As always, it's not essential that you solve or get through all of these — I'm not grading your answers on these. That said, being able to work through at least many of them is a good sign that you have mastered the concepts for the week. It is always fine to collaborate or work together on these problem sets. The only thing I ask is that you do not broadcast answers before Sunday at midnight on Canvas.

Challenges[edit]

  1. Save the revision metadata printed in wikipedia1-2.py (i.e., the material already being printed out) to a file called "wikipedia_revisions.tsv".
  2. Print out the revision ids and edit summaries (i.e., comment) of each revision for the article on Python.

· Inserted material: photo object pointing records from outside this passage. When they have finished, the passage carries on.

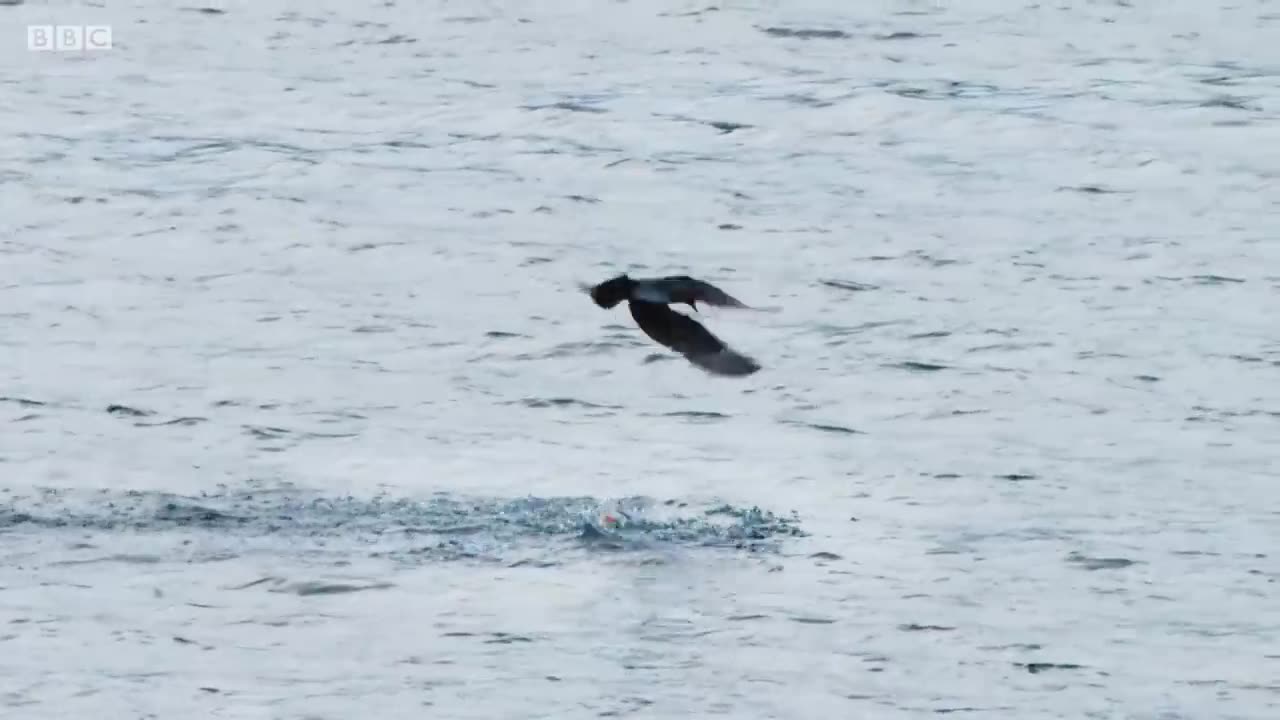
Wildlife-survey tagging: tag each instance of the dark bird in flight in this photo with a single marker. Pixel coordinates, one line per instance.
(649, 300)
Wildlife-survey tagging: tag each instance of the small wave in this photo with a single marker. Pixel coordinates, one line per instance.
(440, 527)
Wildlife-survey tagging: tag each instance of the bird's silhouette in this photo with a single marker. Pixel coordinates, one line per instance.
(649, 299)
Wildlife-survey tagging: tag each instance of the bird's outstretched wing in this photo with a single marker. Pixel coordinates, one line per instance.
(684, 288)
(688, 337)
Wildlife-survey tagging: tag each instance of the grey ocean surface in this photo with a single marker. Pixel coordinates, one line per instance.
(302, 413)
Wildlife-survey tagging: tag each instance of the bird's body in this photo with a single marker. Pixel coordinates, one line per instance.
(649, 300)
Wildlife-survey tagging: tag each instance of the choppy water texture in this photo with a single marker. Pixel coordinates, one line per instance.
(304, 414)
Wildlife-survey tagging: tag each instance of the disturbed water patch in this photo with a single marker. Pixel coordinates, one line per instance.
(525, 532)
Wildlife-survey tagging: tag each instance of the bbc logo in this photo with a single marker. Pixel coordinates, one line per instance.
(68, 37)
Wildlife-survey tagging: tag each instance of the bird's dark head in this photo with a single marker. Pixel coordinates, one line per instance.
(612, 291)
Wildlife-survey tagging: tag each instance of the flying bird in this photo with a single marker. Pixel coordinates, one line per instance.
(649, 299)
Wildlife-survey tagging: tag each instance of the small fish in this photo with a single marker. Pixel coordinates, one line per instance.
(649, 299)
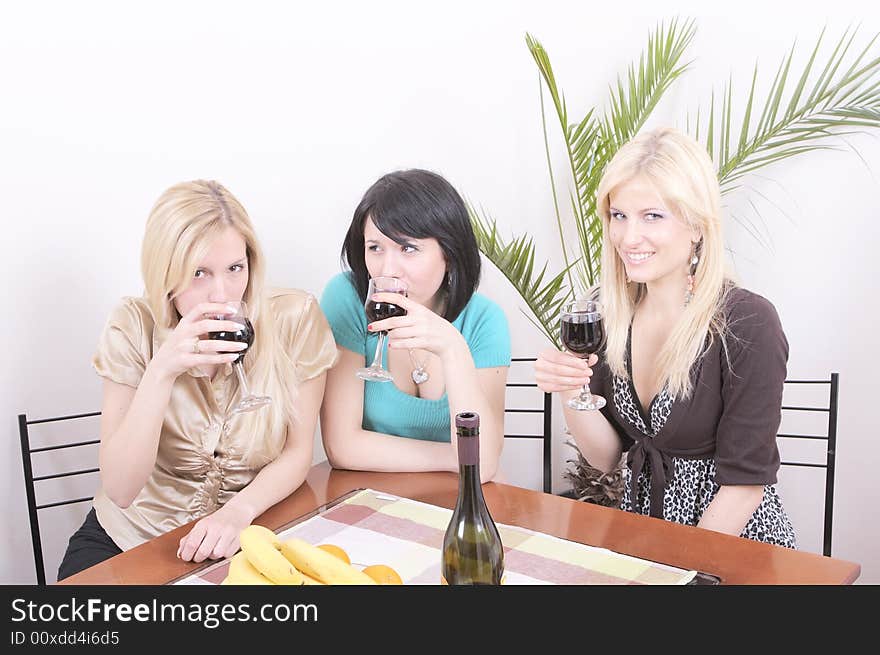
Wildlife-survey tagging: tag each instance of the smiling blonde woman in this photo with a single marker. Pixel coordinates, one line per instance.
(694, 365)
(172, 450)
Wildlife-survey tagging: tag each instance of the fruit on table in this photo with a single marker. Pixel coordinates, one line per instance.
(321, 565)
(383, 574)
(241, 571)
(261, 546)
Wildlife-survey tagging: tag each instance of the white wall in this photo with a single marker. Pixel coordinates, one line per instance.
(298, 110)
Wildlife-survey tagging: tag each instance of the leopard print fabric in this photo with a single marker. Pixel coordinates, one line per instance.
(693, 486)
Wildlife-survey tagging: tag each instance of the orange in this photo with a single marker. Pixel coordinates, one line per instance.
(336, 551)
(383, 574)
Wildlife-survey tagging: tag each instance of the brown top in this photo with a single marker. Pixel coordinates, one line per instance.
(733, 412)
(200, 461)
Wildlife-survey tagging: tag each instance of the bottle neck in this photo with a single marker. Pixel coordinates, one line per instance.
(469, 466)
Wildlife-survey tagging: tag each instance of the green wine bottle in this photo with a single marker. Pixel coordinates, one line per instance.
(472, 550)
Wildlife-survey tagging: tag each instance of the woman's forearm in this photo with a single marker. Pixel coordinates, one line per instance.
(731, 509)
(128, 453)
(275, 482)
(364, 450)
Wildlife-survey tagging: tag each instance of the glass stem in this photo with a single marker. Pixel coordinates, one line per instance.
(242, 382)
(377, 357)
(586, 396)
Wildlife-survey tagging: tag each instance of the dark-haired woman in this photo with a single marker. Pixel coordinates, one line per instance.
(450, 353)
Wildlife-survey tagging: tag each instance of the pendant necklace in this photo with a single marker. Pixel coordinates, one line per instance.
(419, 375)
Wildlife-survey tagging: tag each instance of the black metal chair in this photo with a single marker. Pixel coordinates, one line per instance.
(546, 432)
(830, 451)
(30, 479)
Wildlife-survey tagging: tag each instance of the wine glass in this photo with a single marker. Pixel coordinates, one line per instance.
(377, 311)
(583, 333)
(248, 400)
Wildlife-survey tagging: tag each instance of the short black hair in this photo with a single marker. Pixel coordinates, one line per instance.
(418, 204)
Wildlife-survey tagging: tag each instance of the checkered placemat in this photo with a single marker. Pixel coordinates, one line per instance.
(378, 528)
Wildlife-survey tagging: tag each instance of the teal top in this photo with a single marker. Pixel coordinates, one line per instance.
(387, 409)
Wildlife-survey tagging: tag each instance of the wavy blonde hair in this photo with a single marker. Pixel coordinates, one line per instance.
(180, 229)
(684, 176)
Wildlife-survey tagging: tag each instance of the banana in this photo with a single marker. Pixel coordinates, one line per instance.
(320, 564)
(261, 550)
(241, 571)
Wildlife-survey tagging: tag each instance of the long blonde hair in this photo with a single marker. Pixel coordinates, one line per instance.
(183, 223)
(683, 174)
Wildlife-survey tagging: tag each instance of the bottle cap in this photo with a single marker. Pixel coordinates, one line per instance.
(467, 420)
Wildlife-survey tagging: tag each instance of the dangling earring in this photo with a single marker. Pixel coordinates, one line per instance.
(692, 269)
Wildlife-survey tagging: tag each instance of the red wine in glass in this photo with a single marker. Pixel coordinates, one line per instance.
(582, 331)
(583, 337)
(244, 335)
(379, 311)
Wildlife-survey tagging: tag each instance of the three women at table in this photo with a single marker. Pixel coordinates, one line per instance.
(693, 366)
(449, 353)
(172, 451)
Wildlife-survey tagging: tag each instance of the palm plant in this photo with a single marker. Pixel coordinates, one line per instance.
(795, 118)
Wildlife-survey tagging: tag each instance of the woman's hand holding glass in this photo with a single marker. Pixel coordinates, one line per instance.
(557, 370)
(421, 328)
(183, 349)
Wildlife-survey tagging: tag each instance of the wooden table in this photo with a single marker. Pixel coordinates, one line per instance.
(734, 560)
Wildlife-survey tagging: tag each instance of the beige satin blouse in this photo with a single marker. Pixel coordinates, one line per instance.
(199, 463)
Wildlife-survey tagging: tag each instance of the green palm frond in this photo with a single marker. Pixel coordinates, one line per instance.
(839, 101)
(800, 114)
(590, 142)
(516, 260)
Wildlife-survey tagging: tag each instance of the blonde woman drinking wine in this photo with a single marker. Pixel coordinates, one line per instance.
(178, 444)
(693, 365)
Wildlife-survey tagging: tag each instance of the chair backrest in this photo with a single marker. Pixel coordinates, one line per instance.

  3. Find out what other data or metadata you can print out for a revision for an article.
  4. Which article is in more categories? Python (programming language) or R (programming language)?
  5. Find out how many revisions to the article on "Python (programming language)" were made by user "Peterl"? How about "Hfastedge"?
  6. How would you use the API to find out how many revisions/edits the user "Benjamin Mako Hill" has made to Wikipedia?
  7. Can you build a list of all of the articles edited by "Benjamin Mako Hill"? What is the article with the longest title that user Benjamin Mako Hill has edited?
  8. How many edits to the article "Python (programming language)" where made in 2014?
Here's a much more complicated challenge but a fun one that you know enough to solve
Check out the game Catfishing which shows you categories and has you guess an article. Write a version that uses the Wikipedia API. For example, pick 5 articles and write a program that will randomly show the categories for one of those articles and to ask you to guess the article. Read the guess with input() and let the user know if they go it right or wrong!